Wat te doen als ze niet in een studentenhuis kan dansen tot het ochtendkrieken? Dan moet ze studeren. Het werk wacht en klopt ongeduldig op haar bureau telkens als ze met tanden rood van de wijn thuiskomt. Ze kan het niet meer uitstellen. Het enige wat haar aandacht nog kan afleiden is het nieuws dat van de andere kant van de wereld haar kamer binnenstroomt.

Daar waar iedereen wakker is. Haar ouders leerden haar vele talen, opdat ze op de hoogte zou zijn van wat er gaande is in de wereld, waarover haar familie verspreid als moedervlekjes woont. Op de kaart boven haar bureau tekent ze een rood kruis op iedere plek waar een aanslag plaatsvindt. Sommige landen dragen zoveel kruizen dat de hoofdstad niet meer leesbaar is, verzonken in een rode zee.

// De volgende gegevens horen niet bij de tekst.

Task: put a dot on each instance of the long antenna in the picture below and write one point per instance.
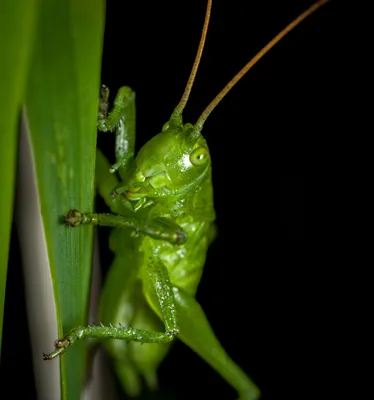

In het werelddeel waarin zij woont, valt het al bij al mee. De frequentie van aanslagen neemt toe, maar er blijven genoeg plaatsen onbeschadigd. Sommige mensen dagdromen ervan aanslagen te verijdelen en lopen bij voorbaat glimlachend en trots rond omwille van hun nakende heldenrol. Anderen gooien molotovcocktails naar vluchtelingencentra. Dat gebeurt in andere steden. In deze stad staat levensvreugd voorop.

Er gaat geen dag voorbij zonder conflict. Sommige dagen geven hoop, anderen zien zwart. Slecht nieuws is altijd en overal te vinden. Groot nieuws dat de mensen om haar heen schokt, komt met vlagen. Een uurtje productiviteit voor de geur van gebakken spek via de trap, onder haar deur, haar neus binnenwaait.

Haar huisgenote is wakker. Ze eten samen spek met eieren. Haar huisgenote vertrekt naar haar werk en zij begint aan haar ochtendslaap. Daarna wacht de dag op haar. Doorheen de dag laaft ze zich met verhalen over de liefde. De nacht stelt zich uit zolang er mensen zijn om naar te luisteren.

Ze toert door Europa en logeert enkele dagen bij het meisje met de gouden vlecht en haar huisgenote. Volgens haar is de enige remedie tegen liefdesverdriet naar muziek luisteren en je zelfmedelijden belijden. De drie andere aanwezigen knikken. Het meisje met de gouden vlecht niet. De jongen rechts van haar houdt zijn hoofd schuin. Door zijn tengere lichaam, zijn haast doorschijnende huid en zijn felgroene ogen heeft hij een androgyn voorkomen. Hij draagt een rood jasje met gouden franjes, dat zo uit de kleerkast van een circusaap is geplukt. Toen heb ik besloten dat niemand het waard is om zulke hoogdravende gevoelens voor te hebben.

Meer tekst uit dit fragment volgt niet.